Among “make-work” projects now being pressed upon the provincial and federal governments by Jack Gauthier, president of the local Chamber of Commerce, are: the laying out of a provincial park and tourist attractions: the building of a big school for retarded children; the establishment of a forestry research centre; the construction of a school for army provost officers; and the launching of a campaign to attract highly technical new industries that might one day operate on, nuclear power and benefit from the vast local reserve of uranium.

Since Elliot Lake is ninety miles from the two nearest industrial centres, Sudbury and Sault Ste. Marie, its prospects of attracting new industries are, according to many economists, dim.

The mining companies are working to save the town. Robert Winters, president of Rio Tinto, says: “The company’s exploration teams are busy looking for other commercial ore bodies that could be worked from an Elliot Lake base. We have already provided some extra employment by opening a thorium extracting plant and making one of our uranium mines into a copper producer. We are also seeking new uses for uranium.” One new use for uranium, now in the experimental stage, is its application to steel as an anti-rusting element. But neither it nor any other is close to providing revenue or jobs.

Winters believes that Rio Tinto might be able to employ twenty-five hundred people during the 1962-66 period and so keep alive an Elliot Lake community of about ten thousand. Rio Tinto owns eight hundred of Elliot Lake’s houses and according to Winters “will board up the empty ones and hold on to them until the development of peaceful atomic power brings about an upsurge in the uranium market in the Seventies.”

Such faith in the future does little to encourage the local merchants. Few could afford to mark time through even a one-year shutdown of the mines. In their desperation, they point out that Elliot Lake was founded in the days of the late Liberal government. They recall that Rio Tinto president Winters was then Minister of Public Works and that Lester B. Pearson, present leader of the opposition, and MP for Algoma East, the Elliot Lake federal constituency, was then Minister for External Affairs.

They look with suspicion upon the present Conservative federal government’s decision to build a nuclear research centre at Whiteshell, Manitoba, a community standing in a constituency adjacent to that represented by Gordon Churchill, present Minister of Trade and Commerce. The Elliot Lake Standard repeatedly has demanded that this institution be switched to Elliot Lake to help solve its unemployment problem, and repeatedly has hinted that Churchill’s indifference to this suggestion amounts to political retaliation against Winters and Pearson.

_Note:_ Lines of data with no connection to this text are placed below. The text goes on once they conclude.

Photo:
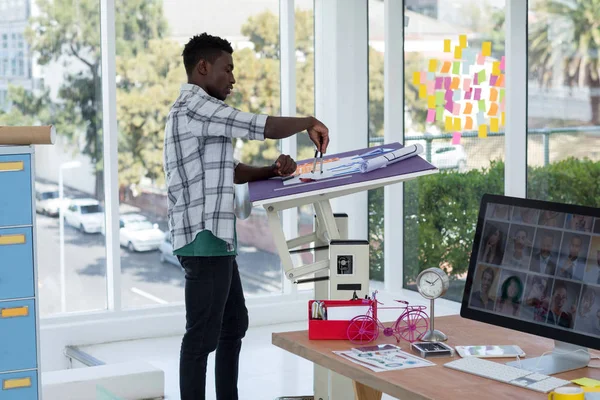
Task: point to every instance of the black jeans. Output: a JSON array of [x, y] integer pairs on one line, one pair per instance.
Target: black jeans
[[216, 319]]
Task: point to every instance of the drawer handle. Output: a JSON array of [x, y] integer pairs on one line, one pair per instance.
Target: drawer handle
[[14, 312], [12, 166], [12, 239], [16, 383]]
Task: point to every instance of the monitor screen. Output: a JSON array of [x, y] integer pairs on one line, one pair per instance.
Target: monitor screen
[[535, 267]]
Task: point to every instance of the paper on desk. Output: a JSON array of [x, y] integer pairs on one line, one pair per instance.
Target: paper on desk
[[390, 158], [385, 360], [345, 313]]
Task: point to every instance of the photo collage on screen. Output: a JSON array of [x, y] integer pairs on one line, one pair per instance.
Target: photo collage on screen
[[539, 266]]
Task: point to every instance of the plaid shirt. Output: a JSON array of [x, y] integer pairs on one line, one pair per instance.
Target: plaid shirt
[[199, 164]]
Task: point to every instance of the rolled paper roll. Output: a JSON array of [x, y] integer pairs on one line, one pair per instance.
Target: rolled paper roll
[[25, 135], [390, 158]]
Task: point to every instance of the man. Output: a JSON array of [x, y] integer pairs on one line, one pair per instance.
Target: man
[[573, 267], [481, 299], [519, 256], [200, 174], [543, 261], [556, 316]]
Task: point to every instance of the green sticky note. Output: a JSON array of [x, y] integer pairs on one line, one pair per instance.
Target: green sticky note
[[439, 114], [481, 76], [439, 98], [482, 105], [587, 382], [456, 67]]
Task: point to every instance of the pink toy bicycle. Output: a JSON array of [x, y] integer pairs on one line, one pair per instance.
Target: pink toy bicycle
[[411, 325]]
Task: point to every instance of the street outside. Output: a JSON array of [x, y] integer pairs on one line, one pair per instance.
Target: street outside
[[145, 280]]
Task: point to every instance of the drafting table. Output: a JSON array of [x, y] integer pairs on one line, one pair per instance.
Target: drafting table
[[276, 195]]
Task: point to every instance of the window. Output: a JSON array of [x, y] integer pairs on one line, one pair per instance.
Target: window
[[76, 111], [563, 138], [453, 107]]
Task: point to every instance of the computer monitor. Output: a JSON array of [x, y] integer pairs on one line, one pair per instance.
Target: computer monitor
[[535, 268]]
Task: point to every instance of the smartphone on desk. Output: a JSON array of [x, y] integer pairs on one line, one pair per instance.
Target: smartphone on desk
[[490, 351]]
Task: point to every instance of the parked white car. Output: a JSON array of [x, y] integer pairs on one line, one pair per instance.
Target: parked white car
[[47, 200], [449, 156], [166, 251], [139, 234], [86, 215]]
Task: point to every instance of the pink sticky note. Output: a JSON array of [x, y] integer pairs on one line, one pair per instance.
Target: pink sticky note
[[467, 84], [456, 138], [456, 109], [480, 59], [431, 115], [431, 87]]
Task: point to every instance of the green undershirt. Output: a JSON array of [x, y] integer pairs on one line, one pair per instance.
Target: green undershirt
[[205, 244]]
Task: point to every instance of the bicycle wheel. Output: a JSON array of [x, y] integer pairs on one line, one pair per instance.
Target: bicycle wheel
[[362, 329], [412, 326]]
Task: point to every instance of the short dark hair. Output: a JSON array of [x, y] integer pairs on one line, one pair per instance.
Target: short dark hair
[[206, 47]]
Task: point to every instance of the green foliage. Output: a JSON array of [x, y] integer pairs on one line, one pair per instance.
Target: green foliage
[[440, 211], [567, 34]]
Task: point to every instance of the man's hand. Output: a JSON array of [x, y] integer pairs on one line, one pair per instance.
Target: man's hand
[[319, 134], [285, 165]]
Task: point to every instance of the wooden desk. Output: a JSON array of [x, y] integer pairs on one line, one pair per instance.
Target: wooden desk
[[436, 382]]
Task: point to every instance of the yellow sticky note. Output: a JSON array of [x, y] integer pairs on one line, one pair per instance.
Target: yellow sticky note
[[493, 124], [486, 49], [493, 94], [448, 124], [458, 52], [416, 78], [432, 65], [446, 67], [457, 125], [430, 101], [468, 123], [482, 131], [587, 382], [496, 68], [455, 83]]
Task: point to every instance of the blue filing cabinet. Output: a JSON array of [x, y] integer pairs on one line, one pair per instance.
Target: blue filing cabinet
[[20, 376]]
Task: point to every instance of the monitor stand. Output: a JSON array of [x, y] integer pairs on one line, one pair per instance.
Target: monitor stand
[[564, 357]]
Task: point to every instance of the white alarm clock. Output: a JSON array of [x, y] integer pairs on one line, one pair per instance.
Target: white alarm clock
[[433, 283]]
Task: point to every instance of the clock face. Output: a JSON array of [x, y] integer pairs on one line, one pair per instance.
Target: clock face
[[431, 285]]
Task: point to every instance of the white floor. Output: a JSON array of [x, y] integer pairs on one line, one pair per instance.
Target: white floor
[[266, 372]]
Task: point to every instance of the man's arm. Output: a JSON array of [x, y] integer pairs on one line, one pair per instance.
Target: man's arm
[[283, 127], [284, 166]]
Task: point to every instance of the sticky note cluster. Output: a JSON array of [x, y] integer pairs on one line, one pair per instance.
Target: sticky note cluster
[[464, 89]]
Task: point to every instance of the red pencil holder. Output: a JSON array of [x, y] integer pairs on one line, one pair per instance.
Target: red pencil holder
[[325, 329]]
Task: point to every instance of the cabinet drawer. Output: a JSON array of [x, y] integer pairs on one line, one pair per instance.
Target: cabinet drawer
[[19, 386], [16, 263], [17, 336], [16, 191]]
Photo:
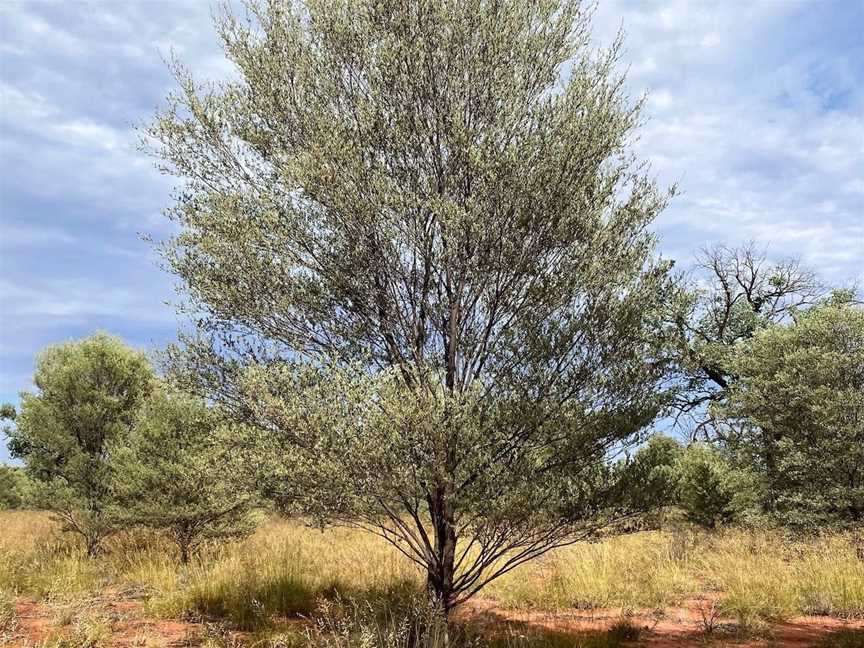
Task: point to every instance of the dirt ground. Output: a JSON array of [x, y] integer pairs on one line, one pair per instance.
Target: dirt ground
[[122, 617]]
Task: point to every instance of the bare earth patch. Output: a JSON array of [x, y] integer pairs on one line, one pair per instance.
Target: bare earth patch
[[680, 627], [126, 626]]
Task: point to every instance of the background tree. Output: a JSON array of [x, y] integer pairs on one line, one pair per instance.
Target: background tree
[[87, 396], [736, 292], [710, 490], [419, 260], [799, 408], [177, 471], [652, 475], [13, 488]]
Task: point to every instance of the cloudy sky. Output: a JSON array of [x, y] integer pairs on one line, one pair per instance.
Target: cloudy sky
[[756, 111]]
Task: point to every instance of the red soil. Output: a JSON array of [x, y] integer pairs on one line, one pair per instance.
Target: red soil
[[683, 627]]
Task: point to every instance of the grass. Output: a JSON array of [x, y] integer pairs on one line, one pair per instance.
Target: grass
[[286, 569]]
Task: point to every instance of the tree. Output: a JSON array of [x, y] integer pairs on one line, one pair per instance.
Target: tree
[[710, 490], [652, 474], [88, 392], [177, 471], [737, 292], [417, 251], [799, 406], [12, 487]]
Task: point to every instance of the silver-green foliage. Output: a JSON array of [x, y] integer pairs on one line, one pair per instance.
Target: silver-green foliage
[[417, 250], [178, 471], [87, 395]]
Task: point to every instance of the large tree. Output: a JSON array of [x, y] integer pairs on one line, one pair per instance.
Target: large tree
[[798, 409], [418, 253], [87, 395]]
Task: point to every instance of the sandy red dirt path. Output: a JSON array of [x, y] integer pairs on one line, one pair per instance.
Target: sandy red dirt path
[[682, 627]]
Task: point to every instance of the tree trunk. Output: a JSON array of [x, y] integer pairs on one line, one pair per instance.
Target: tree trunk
[[184, 553], [439, 580], [93, 546]]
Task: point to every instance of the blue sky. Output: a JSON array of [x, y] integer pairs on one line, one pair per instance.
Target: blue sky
[[756, 109]]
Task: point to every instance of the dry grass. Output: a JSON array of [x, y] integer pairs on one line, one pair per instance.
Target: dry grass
[[285, 569]]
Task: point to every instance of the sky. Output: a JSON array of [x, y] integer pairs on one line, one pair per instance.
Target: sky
[[755, 110]]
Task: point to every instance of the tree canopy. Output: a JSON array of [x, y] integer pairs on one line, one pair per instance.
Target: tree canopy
[[798, 413], [87, 395], [417, 250], [177, 471]]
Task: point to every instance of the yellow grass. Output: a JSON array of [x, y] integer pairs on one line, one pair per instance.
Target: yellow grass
[[286, 567]]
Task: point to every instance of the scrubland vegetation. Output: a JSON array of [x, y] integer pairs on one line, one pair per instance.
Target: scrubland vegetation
[[287, 570]]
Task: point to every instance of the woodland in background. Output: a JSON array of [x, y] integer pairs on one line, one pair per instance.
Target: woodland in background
[[426, 302]]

Few experts, however, place much importance on the bitterness and hysteria that is implicit in the political recriminations. Ray Jones, an Elliot Lake mine manager, says: “Elliot Lake was built as a permanent town because the forecasts for the inauguration of peaceful atomic power were inaccurate. We still expect uranium to fill the purposes which were envisaged at the time the forecasts were made. There is nothing wrong with Elliot Lake. Only the timing of its construction was wrong.”

Dr. Kenneth Walter, a business geographer employed by Imperial Oil Ltd. to chose service station sites in growing communities, says: “In planning new towns diversification of industry should be the keynote. The one-industry town always stands in danger of becoming obsolete, particularly in this era of rapid technological change and shifting consumer demand. If Elliot Lake is added to the long list of Canadian ghost towns it will be because the planners forgot that it never really was a town. It was only a mining camp.”